DOOM fue considerado uno de los mejores videojuegos del 2016, año en que fue lanzado al mercado. | Fuente: Bethesda

Aprovechando la ventana de fin de año e inicios del 2019, días en los que casi no hay lanzamientos, jugué DOOM (2016), una de mis deudas pendientes de la generación. El juego lo compré hace casi un año, pero la vorágine de lanzamientos, con su correspondiente cobertura, me impidió darle el tiempo que merecía este videojuego.

En verdad me hacía falta jugar un título como este. DOOM no solo es un homenaje a los orígenes del género, a la vieja escuela de los shooters, sino que se rebela a los cánones establecidos actualmente.

La jugabilidad se basa en los shooters clásicos (hay la opción incluso de jugar como los DOOM de los noventa), pero todo está muy pulido y medido. A medida que avanzamos en la campaña, iremos ganando habilidades y movimientos que nos convertirán en una auténtica máquina de matar.

Tal como me dijo un lector en el fanpage del blog, DOOM no hace gala de una buena historia, acaso es anecdótica y sirve apenas de trasfondo para justificar todo el baño de sangre: el juego -que sirve de reboot de la franquicia- nos ubica en Marte y nuestro único objetivo es eliminar la amenaza demoniaca imperante.

Así, arma en mano, debemos eliminar a miles de enemigos. Desde que tomamos el control del protagonista, un anónimo marine estadounidense, tenemos como objetivo sobrevivir. Y para ello tenemos el más variado y poderoso arsenal: escopetas, bazucas, metralletas, fusiles de plasma, granadas, entre otros.

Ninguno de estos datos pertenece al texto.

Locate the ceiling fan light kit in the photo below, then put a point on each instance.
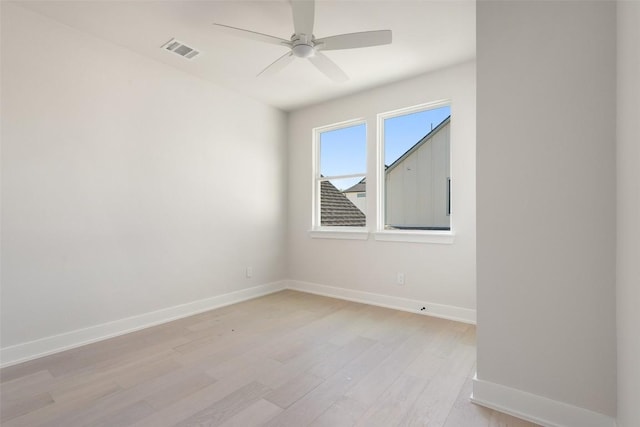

DOOM te invita a ser ofensivo (jugar a la defensiva garantiza la muerte), incluyendo los geniales Glory Kills, que nos dan la oportunidad de ultimar a los enemigos heridos de diversas y sangrientas formas. Acabar a los rivales de esta manera nos premia con vida, munición y blindaje.

Mención aparte se merece la soberbia banda sonora: brutal metal industrial que convierte cada enfrentamiento en un vendaval de adrenalina. Hace años que no quedaba tan enganchado con la música de un videojuego.

No quiero convertir este post en un riguroso análisis, ya que hablamos de un juego con algunos años en el mercado. Por ello, me limito a decir que DOOM se ha convertido en uno de mis shooters favoritos, lo recomiendo si aún no lo has jugado, y desde ya espero la anunciada secuela.